One of the last poems in the anthology moved me deeply, especially when I read the author annotation and realized that poet Carol Allis is not herself a cancer survivor. She wrote Warrior to celebrate the friends in her life who have experienced cancer. Read the excerpt below and see if you don’t agree that her words are fierce and altogether inspirational:

Here I am – take it or leave it – I’m fine with it,
stripped of the one thing
all women seem defined by.
I am a living, breathing icon
of wholeness.
I have lost what is falsely most prized
and – surprise – am still a human being.
No, more than that,
I am a walking soul, a triumph
of mind over matter,
A survivor…

Congratulations to Karin Miller for creating another classic that celebrates the healing power of poetry.
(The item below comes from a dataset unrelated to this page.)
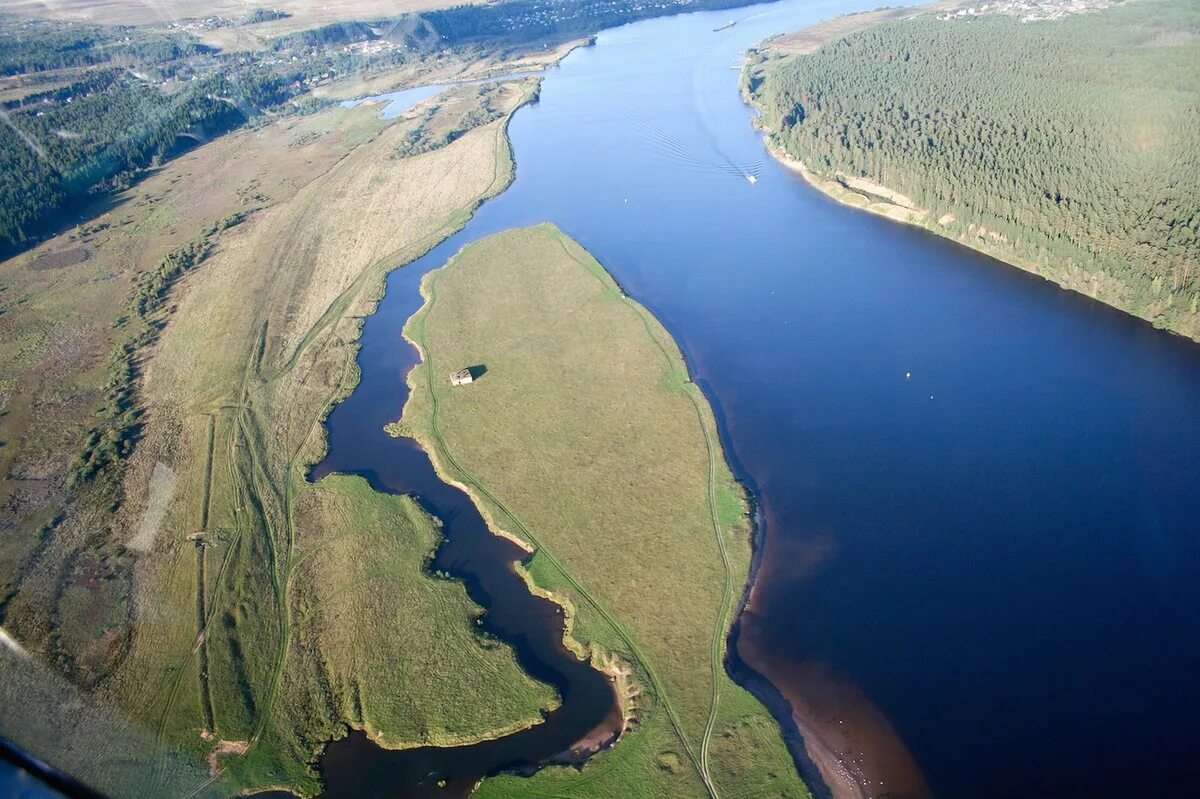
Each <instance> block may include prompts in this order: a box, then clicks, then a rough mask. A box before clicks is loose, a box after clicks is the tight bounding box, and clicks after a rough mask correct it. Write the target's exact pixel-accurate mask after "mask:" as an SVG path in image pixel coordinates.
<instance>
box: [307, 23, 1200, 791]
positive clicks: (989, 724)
mask: <svg viewBox="0 0 1200 799" xmlns="http://www.w3.org/2000/svg"><path fill="white" fill-rule="evenodd" d="M874 5H876V4H875V2H874V1H872V2H865V1H864V2H839V4H824V5H816V4H804V2H785V4H779V5H775V6H764V7H758V8H751V10H743V11H739V12H734V13H733V16H734V18H738V19H739V22H738V24H737V25H736V26H734V28H731V29H728V30H725V31H721V32H713V28H715V26H716V25H719V24H721V23H724V22H725V20H726V19H728V18H730V16H731V14H730V12H728V11H724V12H716V13H707V14H694V16H685V17H673V18H667V19H659V20H652V22H644V23H638V24H635V25H630V26H626V28H623V29H618V30H614V31H608V32H606V34H602V35H601V36H600V37H599V41H598V46H596V47H593V48H587V49H582V50H577V52H575V53H574V54H572V55H570V56H569V58H568V59H566V60H565V61H564V64H563V65H562V66H560V67H559V68H558V70H556V71H553V72H552V73H550V74H547V77H546V79H545V83H544V86H542V92H541V101H540V103H539V104H538V106H535V107H530V108H526V109H523V110H521V112H520V113H518V114H517V115H516V118H515V119H514V120H512V124H511V128H510V132H511V138H512V143H514V149H515V154H516V161H517V180H516V182H515V184H514V186H512V187H511V188H509V191H508V192H505V193H504V194H503V196H502V197H500V198H498V199H496V200H493V202H492V203H488V204H487V205H485V206H484V208H482V209H481V210H480V211H479V214H478V216H476V217H475V220H474V221H473V222H472V223H470V224H469V226H468V228H467V229H466V230H464V232H463V233H462V234H460V235H458V236H455V238H454V239H451V240H450V241H448V242H446V244H444V245H443V246H440V247H439V248H437V250H436V251H433V252H432V253H431V254H430V256H427V257H426V258H424V259H421V260H419V262H418V263H416V264H414V265H410V266H407V268H404V269H402V270H400V271H397V272H395V274H394V275H392V276H391V278H390V281H389V288H388V295H386V299H385V300H384V304H383V306H382V310H380V313H379V314H377V316H376V317H372V318H371V319H368V320H367V324H366V329H365V336H364V350H362V355H361V359H360V360H361V364H362V367H364V384H362V386H361V388H360V389H359V390H358V391H356V392H355V395H354V396H353V397H352V398H350V399H349V401H348V402H347V403H346V404H343V405H342V407H340V408H338V409H337V410H335V413H334V414H332V416H331V420H330V432H331V438H330V441H331V463H334V464H335V465H336V468H340V469H347V470H360V471H368V473H372V471H374V470H377V465H376V464H377V463H379V462H383V461H386V458H388V457H389V456H388V455H386V453H388V450H386V449H385V447H386V446H390V445H386V444H380V443H379V441H380V440H382V432H379V425H382V423H383V421H385V420H390V419H394V417H396V416H398V414H400V408H401V404H402V402H403V396H404V392H403V390H402V388H401V386H402V384H403V373H404V371H406V370H407V367H408V364H410V355H409V350H407V348H406V347H404V346H403V343H402V342H401V341H400V337H398V331H400V326H401V325H402V323H403V319H404V318H407V317H408V316H409V314H410V313H412V312H413V311H415V308H416V307H418V305H419V298H418V293H416V284H418V282H419V280H420V277H421V276H422V275H424V274H425V272H426V271H428V269H432V268H436V266H438V265H440V264H443V263H444V262H445V260H446V258H448V257H449V256H450V254H452V252H455V251H456V250H458V248H460V247H461V246H462V245H463V244H466V242H468V241H470V240H473V239H476V238H480V236H482V235H486V234H488V233H493V232H497V230H500V229H504V228H508V227H514V226H521V224H529V223H534V222H540V221H552V222H554V223H556V224H558V226H559V227H560V228H563V229H564V230H565V232H566V233H569V234H570V235H571V236H574V238H575V239H577V240H578V241H580V242H581V244H583V245H584V246H586V247H587V248H588V250H590V251H592V253H593V254H595V256H596V257H598V258H599V259H600V260H601V262H602V263H604V264H605V265H606V266H607V268H608V269H610V270H611V271H612V272H613V274H614V276H616V277H617V278H618V280H619V281H620V283H622V284H623V286H624V287H626V288H628V290H629V292H630V293H631V294H632V295H634V296H635V298H637V299H638V300H640V301H641V302H642V304H644V305H647V306H648V307H649V308H650V310H652V311H654V313H655V314H656V316H658V317H659V318H660V319H661V320H662V322H664V324H666V326H667V328H668V329H670V330H671V332H672V334H673V335H674V336H676V337H677V340H678V341H679V343H680V346H682V347H683V349H684V350H685V353H686V354H688V358H689V360H690V361H691V362H692V365H694V367H695V371H696V374H697V378H698V379H700V382H701V383H702V385H703V386H704V388H706V391H707V392H708V394H709V396H710V398H712V401H713V403H714V407H715V409H716V411H718V414H719V417H720V420H721V425H722V435H724V438H725V443H726V446H727V447H728V450H730V455H731V457H732V459H733V461H734V463H736V465H737V468H738V469H739V470H740V471H743V473H744V475H745V476H746V477H748V480H749V481H750V482H751V485H754V486H755V487H756V488H757V492H758V494H760V500H761V503H762V510H763V517H764V519H766V528H764V548H763V557H762V567H761V571H760V573H758V582H757V584H756V588H755V593H754V596H752V602H751V606H750V609H749V611H748V612H746V614H745V615H744V617H743V619H742V630H740V636H739V642H738V648H739V651H740V654H742V655H743V657H744V659H745V660H746V661H748V662H749V663H750V665H751V666H752V667H755V668H756V669H758V671H760V672H761V673H762V674H764V675H767V677H768V678H769V679H770V680H772V683H774V685H775V686H776V687H778V689H779V690H780V691H781V692H782V695H784V696H785V697H787V698H788V699H790V701H791V703H792V705H793V708H794V709H796V711H797V720H798V722H799V723H800V726H802V728H805V729H808V731H810V732H811V731H815V732H821V731H822V729H833V731H835V733H834V735H833V738H832V739H828V738H827V739H826V743H827V744H829V745H830V747H832V750H833V751H834V752H835V755H836V756H839V757H842V758H844V759H846V758H848V759H851V761H853V763H854V768H856V769H857V770H858V773H860V775H862V776H863V777H864V779H878V780H890V781H893V782H890V783H889V785H890V786H892V787H895V786H898V785H899V787H898V788H896V791H898V792H899V793H910V794H920V793H924V792H925V791H924V785H923V782H924V783H928V787H929V791H930V792H931V793H932V794H934V795H937V797H943V798H952V799H956V798H960V797H1114V798H1116V797H1142V795H1146V797H1150V795H1190V794H1193V793H1194V792H1195V791H1196V785H1200V783H1198V777H1200V728H1198V726H1200V725H1198V719H1200V690H1198V689H1196V687H1195V675H1196V674H1198V673H1200V503H1198V499H1200V491H1198V476H1200V347H1196V346H1195V344H1193V343H1190V342H1184V341H1181V340H1178V338H1175V337H1172V336H1169V335H1165V334H1162V332H1157V331H1154V330H1152V329H1151V328H1150V326H1148V325H1146V324H1144V323H1141V322H1138V320H1134V319H1132V318H1128V317H1126V316H1123V314H1121V313H1118V312H1115V311H1111V310H1109V308H1106V307H1104V306H1100V305H1098V304H1094V302H1091V301H1088V300H1086V299H1085V298H1081V296H1079V295H1074V294H1069V293H1066V292H1062V290H1060V289H1057V288H1056V287H1054V286H1051V284H1048V283H1045V282H1043V281H1040V280H1038V278H1036V277H1032V276H1028V275H1025V274H1022V272H1020V271H1018V270H1015V269H1013V268H1009V266H1006V265H1003V264H998V263H996V262H992V260H990V259H988V258H984V257H980V256H977V254H974V253H972V252H970V251H967V250H964V248H961V247H958V246H955V245H953V244H949V242H946V241H943V240H940V239H937V238H935V236H931V235H929V234H925V233H923V232H919V230H916V229H910V228H906V227H902V226H898V224H894V223H890V222H888V221H884V220H880V218H876V217H872V216H869V215H865V214H862V212H858V211H854V210H850V209H846V208H842V206H839V205H836V204H834V203H832V202H829V200H827V199H826V198H824V197H823V196H821V194H818V193H816V192H814V191H812V190H810V188H809V187H808V186H806V185H805V184H804V182H803V181H800V180H799V179H798V178H797V176H794V175H793V174H791V173H788V172H787V170H786V169H784V168H782V167H780V166H778V164H776V163H774V162H773V161H770V160H769V158H768V157H767V156H766V154H764V151H763V148H762V143H761V140H760V138H758V136H757V134H755V133H754V131H752V130H751V126H750V119H751V113H750V110H749V109H746V108H745V107H744V106H743V103H742V102H740V100H739V97H738V92H737V80H738V72H737V71H736V70H732V68H731V66H738V65H740V53H742V52H743V50H744V49H745V48H746V47H749V46H752V44H755V43H757V42H758V41H760V40H762V38H763V37H766V36H768V35H770V34H775V32H781V31H787V30H794V29H797V28H800V26H804V25H805V24H810V23H812V22H816V20H818V19H821V18H826V17H830V16H835V14H838V13H841V12H845V11H853V10H863V8H868V7H871V6H874ZM748 175H755V176H756V178H757V182H755V184H751V182H750V181H749V180H746V176H748ZM910 374H911V377H908V376H910ZM839 729H840V731H841V732H838V731H839ZM847 731H848V732H847ZM839 734H840V735H841V737H840V738H839V737H838V735H839ZM810 744H811V745H812V746H816V740H815V738H814V740H812V741H810ZM856 758H857V759H856ZM922 775H923V776H922ZM887 789H890V788H889V786H888V785H886V786H883V787H882V788H881V787H878V786H875V787H872V788H871V792H874V793H882V792H884V791H887Z"/></svg>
One of her poets, Janet Meury, deserves the last word when it comes to making an argument for the value of writing cancer poetry: Writing is often an attempt to find or create meaning in life events and to share with others. It’s a human necessity to do this in one way or another. With a disease like cancer, which can be so lonely and terrifying, it’s important to reach out and share, so others can maybe feel less alone.